There are things we are famous for saying in times when we have to explain something unfortunate. For example, the common response after someone is asked “Why’d you do that” is usually “I don’t know.” Or, another one of my favorites is, “You have to promise not to get mad.” As if this promise works because by saying this, in fairness, most people are already prepared to be mad — and, whether we promised or not, usually, we get mad.
Back when I was a kid, The Old Man used to say things like, “If you tell me the truth then I won’t get mad.” But I never fell for this one. This was a trick and I knew it. I also knew The Old Man was famous for spankings. And I didn’t like spankings. I didn’t like them at all. I took a shot a few times and I lied. The Old Man was mad about this, which means the spankings came anyway; but the truth was enough to make him mad as well.
I suppose that as a kid, I was trying to save myself from punishment. But, if I have learned anything in my life, I have learned a saying that is unforgivably true—and the truth is you can’t save your face and your ass at the same time.
Perhaps I have written to you about this before but the saying fits here, so, without any further ado, I will mention this again.
My favorite quote from Mark Twain is “Man is the only animal that blushes, or needs to.”
And why is this? Why do we have this connection with being right or looking good? Why is it that our imperfections or mistakes are so guarded? We live a life where mistakes devalue us as a person; as if the fact that we are unable to see clearly or emotionally get what we want; — or, as if we cannot settle an emotional dispute, so therefore, we debate and we argue and we say things to win the battle. We cheat others. We cheat ourselves and in the swells of the aftermath, we blush because we know what we did (or said) — and yet, we do what we can to save face and keep from looking foolish.
The term agnostic has been used between myself and a friend during our long walks. We take the walks to keep in shape. However, the walks turn into deeper conversations about life and the way we live it. We talk about our connections with perfection. We talk about our connections with the outcomes that happen on a daily basis.
Put simply, life is not always going to move in a favored direction. We will encounter hard times and hard news. We will suffer and we will fall and we will get back up and we will grow; however, growth is nearly impossible when we hold on to the anchors of that which holds us down.
Rather than attach to the passion of the news, my friend and I talk about moving and growing and how to flourish in all times.
This means having no connection or opinion either way. This means allow the news to be the news and if the news is unfavorable—then so be it. Let it happen. Let it turn. Do not engage with overthinking. If feelings occur, let them. If thoughts occur, let them pass. Do not dissect them. Create a pathway for a new happening and let yourself keep moving.
How many times have we held on to insults that no longer deserve our attention? How long have we carried the baggage from our past that only proves to weigh us down? How do we move beyond this if we constantly look for accountability? Or better yet, if we want to improve and look for the next window of opportunity, how can we find this if all we do is try to pry open the ones that already closed?
Life alone is filled with changes and miscalculations. This is true. In our course, we will find that there are days when the sun is out and the winds are warm.
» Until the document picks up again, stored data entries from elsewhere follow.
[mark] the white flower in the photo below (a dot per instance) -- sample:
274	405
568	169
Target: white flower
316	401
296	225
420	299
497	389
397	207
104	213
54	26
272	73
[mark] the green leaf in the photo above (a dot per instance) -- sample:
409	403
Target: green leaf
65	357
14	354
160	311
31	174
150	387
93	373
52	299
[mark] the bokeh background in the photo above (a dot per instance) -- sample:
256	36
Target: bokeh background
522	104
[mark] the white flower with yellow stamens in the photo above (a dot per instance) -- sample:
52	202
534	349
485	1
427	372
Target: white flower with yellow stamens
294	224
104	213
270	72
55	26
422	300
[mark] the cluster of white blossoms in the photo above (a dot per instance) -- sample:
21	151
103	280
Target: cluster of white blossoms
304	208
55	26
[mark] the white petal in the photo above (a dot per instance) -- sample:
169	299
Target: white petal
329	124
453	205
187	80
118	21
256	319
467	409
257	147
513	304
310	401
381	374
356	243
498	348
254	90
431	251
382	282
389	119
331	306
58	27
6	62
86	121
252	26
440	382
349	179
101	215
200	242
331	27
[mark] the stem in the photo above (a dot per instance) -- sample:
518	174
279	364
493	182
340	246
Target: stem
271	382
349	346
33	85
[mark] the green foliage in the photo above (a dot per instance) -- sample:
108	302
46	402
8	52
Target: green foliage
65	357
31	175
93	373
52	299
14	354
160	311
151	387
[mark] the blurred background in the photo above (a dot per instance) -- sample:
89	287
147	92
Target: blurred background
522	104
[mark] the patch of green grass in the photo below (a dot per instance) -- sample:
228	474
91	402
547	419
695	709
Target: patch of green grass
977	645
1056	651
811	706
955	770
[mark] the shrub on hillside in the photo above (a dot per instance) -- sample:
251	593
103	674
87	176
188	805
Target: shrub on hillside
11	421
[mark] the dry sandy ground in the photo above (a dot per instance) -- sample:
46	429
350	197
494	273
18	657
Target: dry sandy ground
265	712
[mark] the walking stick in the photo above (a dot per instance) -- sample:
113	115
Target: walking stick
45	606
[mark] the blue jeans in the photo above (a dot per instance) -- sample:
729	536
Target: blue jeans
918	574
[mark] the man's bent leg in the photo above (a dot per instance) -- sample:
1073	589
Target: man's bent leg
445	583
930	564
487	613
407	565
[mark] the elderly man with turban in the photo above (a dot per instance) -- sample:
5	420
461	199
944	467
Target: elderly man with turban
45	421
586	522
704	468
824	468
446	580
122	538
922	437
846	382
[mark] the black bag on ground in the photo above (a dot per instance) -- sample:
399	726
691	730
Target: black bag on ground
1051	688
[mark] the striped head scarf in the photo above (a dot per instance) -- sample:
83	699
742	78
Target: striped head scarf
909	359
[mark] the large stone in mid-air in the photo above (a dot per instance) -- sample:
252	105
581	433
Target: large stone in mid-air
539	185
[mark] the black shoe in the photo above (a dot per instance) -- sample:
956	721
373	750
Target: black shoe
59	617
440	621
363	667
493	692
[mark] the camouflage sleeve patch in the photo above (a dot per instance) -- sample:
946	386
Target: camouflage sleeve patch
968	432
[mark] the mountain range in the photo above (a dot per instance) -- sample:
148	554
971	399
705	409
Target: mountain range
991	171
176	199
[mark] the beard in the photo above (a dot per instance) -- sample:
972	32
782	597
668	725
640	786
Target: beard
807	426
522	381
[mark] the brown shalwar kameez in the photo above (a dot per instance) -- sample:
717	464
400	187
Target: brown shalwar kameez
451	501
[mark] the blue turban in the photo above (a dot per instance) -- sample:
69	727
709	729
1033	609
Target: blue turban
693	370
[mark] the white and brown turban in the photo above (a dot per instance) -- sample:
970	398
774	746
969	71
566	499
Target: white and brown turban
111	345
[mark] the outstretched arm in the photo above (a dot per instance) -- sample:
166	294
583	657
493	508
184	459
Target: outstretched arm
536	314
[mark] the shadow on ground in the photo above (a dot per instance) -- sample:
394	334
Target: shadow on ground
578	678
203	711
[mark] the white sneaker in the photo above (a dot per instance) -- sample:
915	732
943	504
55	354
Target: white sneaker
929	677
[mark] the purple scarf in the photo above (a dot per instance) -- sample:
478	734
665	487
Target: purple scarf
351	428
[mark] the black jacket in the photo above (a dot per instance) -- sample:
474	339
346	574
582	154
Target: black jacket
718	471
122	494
There are days when all is well and there are times when life comes to us without a challenge.
There are times when life is the polar opposite. There are fights. There are brawls and arguments. There are problems at work. There is someone looking to trip you so that you fall and they can use your back as a boost to elevate themselves. I agree. This happens.
To be agnostic is not to be unexcited or passionless. Nor is this an allowance to be taken advantage of. Instead, this is permission to continue and move forward to improve. Instead, this allows the unfavorable moments to pass so that when the windows of opportunity open again— at least now we can savor the good events without holding grudges or lamenting about our past.
For a long time, there were a few people who I had planned to remind that I was still around; that I did not quit, I did not give up, and like it or not, I was still in business (so-to-speak). So long as I held this energy, I felt this energy; which means that I felt my resentments on a daily basis. This means I lived in them. In fact, I bathed in them. I say I bathed in them, but yet; I never came out clean. No more.
I was at a zoom meeting and a few of those people were on the same call. I smiled to myself because at one point, I swore that I was going to make my presence known. But I didn’t. I was agnostic. I was neither for or opposed and neither holding resentment or letting this go. I was even with the people in attendance. I was balanced. But more, I learned that I no longer had to save my face. I didn’t have to blush or defend myself. I was fine to be me. I suppose they were fine to be them. But more than anything; I learned that they are none of my business and I am none of theirs.
The best lesson I learned is that life is going to happen whether we let it or not. To me, I just save a lot more energy when I accept what I cannot change and change what I can.